Schiacciata da un grido feroce, un giorno svuotato, un corpo cavo, un gesto inutile.
Condensa sui vetri, respiri intrappolati e calore umano in fuga, l’aria densa di sogni rarefatti. Non basta più una sola alba, specie se il sole non sorge mai.
La neve è ovunque, ghiaccio sparso che strappa brividi dalla pelle; i rami sibilano sferzati dal vento; i miei pensieri sparpagliati e confusi; una macchia di caffè su un foglio di appunti, la penna a mezz’aria, l’inchiostro sull’anulare, nero liquido che intride e marchia.
Sono Cathy: capricci e passione disciolti nella bruma, sono aspra e drammatica, solitaria come la nostalgia, abbandonata su piani inintelligibili, pensiero contorto e volontà piegata al timore, un osso corroso, lingua asciutta e muta.
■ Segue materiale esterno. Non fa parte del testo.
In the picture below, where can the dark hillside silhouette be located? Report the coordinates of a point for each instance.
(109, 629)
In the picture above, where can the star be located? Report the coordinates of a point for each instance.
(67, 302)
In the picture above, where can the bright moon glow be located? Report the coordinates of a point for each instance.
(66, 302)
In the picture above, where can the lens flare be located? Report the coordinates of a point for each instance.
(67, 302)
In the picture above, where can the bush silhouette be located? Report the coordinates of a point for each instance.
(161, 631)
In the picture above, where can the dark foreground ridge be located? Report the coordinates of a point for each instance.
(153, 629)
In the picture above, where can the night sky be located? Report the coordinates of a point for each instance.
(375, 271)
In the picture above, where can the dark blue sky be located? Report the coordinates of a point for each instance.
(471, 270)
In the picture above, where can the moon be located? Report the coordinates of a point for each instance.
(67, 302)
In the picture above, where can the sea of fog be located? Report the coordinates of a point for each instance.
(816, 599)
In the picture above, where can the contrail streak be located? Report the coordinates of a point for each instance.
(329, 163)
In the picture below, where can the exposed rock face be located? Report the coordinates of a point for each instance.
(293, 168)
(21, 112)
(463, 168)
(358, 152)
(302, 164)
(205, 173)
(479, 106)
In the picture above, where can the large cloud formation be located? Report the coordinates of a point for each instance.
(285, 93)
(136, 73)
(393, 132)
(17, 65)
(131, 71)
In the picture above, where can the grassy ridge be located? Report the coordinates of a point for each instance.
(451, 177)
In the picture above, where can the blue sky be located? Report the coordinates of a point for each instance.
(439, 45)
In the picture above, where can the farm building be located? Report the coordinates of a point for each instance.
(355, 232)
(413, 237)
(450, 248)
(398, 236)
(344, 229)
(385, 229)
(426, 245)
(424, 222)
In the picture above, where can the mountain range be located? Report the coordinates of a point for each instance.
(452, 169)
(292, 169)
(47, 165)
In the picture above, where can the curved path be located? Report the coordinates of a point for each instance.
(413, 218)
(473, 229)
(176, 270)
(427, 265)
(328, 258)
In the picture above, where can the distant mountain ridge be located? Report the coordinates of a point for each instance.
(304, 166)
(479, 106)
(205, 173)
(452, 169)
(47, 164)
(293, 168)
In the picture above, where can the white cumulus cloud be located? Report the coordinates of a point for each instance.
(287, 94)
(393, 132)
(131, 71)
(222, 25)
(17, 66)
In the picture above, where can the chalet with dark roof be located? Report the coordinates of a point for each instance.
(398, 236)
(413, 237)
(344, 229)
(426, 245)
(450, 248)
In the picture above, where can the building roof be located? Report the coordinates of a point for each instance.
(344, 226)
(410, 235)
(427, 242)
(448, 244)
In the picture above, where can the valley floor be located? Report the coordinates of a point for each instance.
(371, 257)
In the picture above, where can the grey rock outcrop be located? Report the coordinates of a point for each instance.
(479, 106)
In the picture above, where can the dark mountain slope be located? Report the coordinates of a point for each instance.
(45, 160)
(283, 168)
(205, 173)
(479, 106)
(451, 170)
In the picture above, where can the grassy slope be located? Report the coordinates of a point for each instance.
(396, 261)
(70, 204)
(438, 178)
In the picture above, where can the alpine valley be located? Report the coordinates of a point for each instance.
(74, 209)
Sono Cathy morta, sepolta tra le radici di un albero, occhi sbarrati e vuoti, pallore e lividi, non sulla pelle ma sul cuore.
Sono tempesta lontana, la sua eco tra le valli, il sentore di imminente perdita e collasso. Collezionista di fotografie ormai stinte, madre di aborti, gelosa di cornici bianche su rettangoli di grigio confuso nei quali vedo tutto ciò che poteva essere e non è mai nato.